1. Field of the Invention
The present invention relates to a method for manufacturing a nonvolatile memory device, and more particularly, to a method for manufacturing a nonvolatile memory device capable of preventing damage to side walls of a stacked gate and active region.
2. Description of the Related Art
In order to attain a highly integrated nonvolatile memory device, various researches into a technology for reducing the cell size in a word line direction and a bit line direction have been carried out. An example of the technology, a so-called self-aligned source etching technology is disclosed in U.S. Pat. No. 5,120,671, by which limitations in reducing the cell size due to the presence of an active region in which a source line diffusion layer for connecting source regions of neighboring cells in a word line direction are solved. In other words, instead of forming the active region for forming the source line diffusion layer, a field oxide layer is etched to form the source line diffusion layer under the field oxide layer, thereby connecting source regions of neighboring cells in a word line direction. According to the self-aligned source etching technology, since an active region for forming a source line diffusion layer is not necessary for an insulation distance between the word line and active region where the source line diffusion layer will be formed is necessary, the size of a memory cell array can be reduced.
According to the self-aligned source etching process, first, a stacked gate structure is formed on a substrate where a field oxide layer has been formed. The stacked gate structure comprises a gate oxide layer, a floating gate, a dielectric layer and a control gate which are sequentially stacked. Next, a mask for exposing source regions of neighboring cells in a direction of the control gate which functions as a word line. Subsequently, the field oxide layer exposed by the mask is etched using the word line as a self-align mask and impurities are implanted thereinto to form a source line diffusion layer for connecting the source regions of neighboring cells.

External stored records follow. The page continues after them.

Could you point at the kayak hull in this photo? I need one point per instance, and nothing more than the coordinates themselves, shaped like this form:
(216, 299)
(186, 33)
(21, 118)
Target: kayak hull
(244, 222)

During the self-aligned source etching process, the side walls of the stacked gate structure close to the source regions are exposed to the self-aligned source etch. Thus, the gate oxide layer, the floating gate, the intergate dielectric layer, some the control gate and the substrate are subject to etching damage. Particularly, the gate oxide layer and the intergate dielectric layer are severely damaged, which degrades the characteristics of a nonvolatile memory device.
Also, during the self-aligned source etching process, the active region where the source region is formed is etched as well as the field oxide layer. In other words, a silicon substrate of the active region is over-etched 300 .ANG. or more, which causes etching damage to the source region. If the etching damage is generated, a charge retention capability is reduced. To solve the etching damage, annealing may be adopted. However, the annealing, which must be performed at a high temperature of 900-1000.degree. C., creates another problem.
To avoid such etching damage, a technology for forming a spacer at side walls of a stacked gate structure prior to the self-aligned source etching process is disclosed in U.S. Pat. No. 5,470,773. If the spacer is formed according to this method, the damage problem of the side walls of the stacked gate stricture can be solved. However, the damage problem of the active region is yet to be solved. Also, two-step processes are further necessary for forming the spacer, that is, one step of forming a dielectric layer for a spacer, and another step of forming the dielectric layer as a spacer by anisotropically etching the same.